第23話

 軽くシャワーを浴びて身支度を済ませた後にも関わらず、広木はそわそわしながら部屋の中を駆けずり回っていた。意図していなかった急な予定が入った時は大体こんなものだ。それも愛と時間を作るにしては、思いも寄らぬシチュエーションであることで浮足立つようだった。

 愛の体調次第では、本当に顔を見て帰るだけになるかも知れない。だが店の外で会う愛が広木にどのように接してくるのかといった新たな発展への期待であったり、プライベートで特別に時間を作ること以上こちらが望むことはないと、広木も多くを求めてはいなかった。早くお開きになるとしても30分くらいは車内か何処か適当なところで会話する時間は作れるだろう、それで十分だった。
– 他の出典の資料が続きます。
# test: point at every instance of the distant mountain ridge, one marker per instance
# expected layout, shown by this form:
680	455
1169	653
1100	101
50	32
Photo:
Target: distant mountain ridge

 実家のあるI市の高速道路のインターチェンジから、山陽自動車道の下り線へ乗り、西へと車を走らせる。マサのようなパワフルなパフォーマンスを出せる大きなエンジンを積んでいる訳でも、高速道路だからと思い切りスピードを出す訳でもなく、広木は軽のワゴン車のアクセルペダルを適度なスピードが出せるところまで踏んだ。高校を卒業する際に祖父に買ってもらったこの車で、これまで何人の女の子とカーセックスをしたことだろう。天井が高く、シートがフラットに出来ることに重宝し、余りホテルを使うようなこともなかった。

 元々は国家資格を取るために、夕方のバイトまでの時間を毎日図書館で過ごしたい、そのための足として祖父が知り合いの中古車屋で新古車として展示されていたこの車を広木のために購入してくれたのだった。

 無事に資格も取れたことを抜きにしても、仲間内では「何人の女性がこの車で裸にされたのだ」と、十分元は取ったに違いないと揶揄してくるのを広木はネタとしては面白いではないかと満更でもなく流していた。愛とこの後この車で、ということは広木は特に望んでいなかった。普段であればどのように良い雰囲気に持っていこうかなどと思考を巡らせるところ、やはり体の関係以外のところで愛には心地良さを感じていたのかも知れない。


 S市を越えて、愛の勤める店のあるF市のインターチェンジで山陽自動車道を降りる。愛が済むY市は、山陽自動車道が通る海沿いからは県央へ向けて北上しなければならず、調度県を東西南北に区切るとど真ん中に位置している。一般の参道を20分ほど走らせると、開けたエリアに入る。直近の派遣の仕事を抜きにしても、何度かナンパや出会い系サイトの待ち合わせ先として訪れたことのある街だった。川沿いにイオンモールを左手に通り抜け、橋を渡ると市街地に出た。

 市内の主要な通りはこの道一本で、道沿いをスーパーやファミリーレストラン、レンタルショップなど、主要都市であればどの街でも見かける馴染みの店の店舗が並ぶ。

 市内に入ったことを知らせるメッセージを、赤信号に引っ掛かったタイミングで愛に送信すると、大型書店とカレー屋チェーンを同じ敷地に備えた場所を指定する旨の返信をまた次の赤信号に掛かるタイミングで確認した。広木が近くまで来ていることを認識し、こちらも直ぐにそこへ向かうという旨を添えたメッセージを愛も返した。車をもう少し下り方面へと走らせると、目当ての場所に到着するはずだ。


 指定された場所の駐車場へ入り、停車する場所を窺いながらそのまま車を徐行させていると、ヘッドライトでこちらへパッシングする同じく軽のワゴン車を認識した。近くへ車を寄せて空いたスペースへ停めると、広木は車を降りて愛の車の運転席の方へと向かった。

 ニコリと力なく微笑む愛が運転席の窓を降ろす。

「何か食べた?」

「ううん、食欲無くて」

「何かお腹に入れた方が良いよ。お店入る?」

「食べるのなら付き合うよ」

「いや、こちらは食事は済ませているけど、食べていないなら食べて欲しいな。付き合う」

 腑に落ちない様子の愛がエンジンを止めて車を降りる。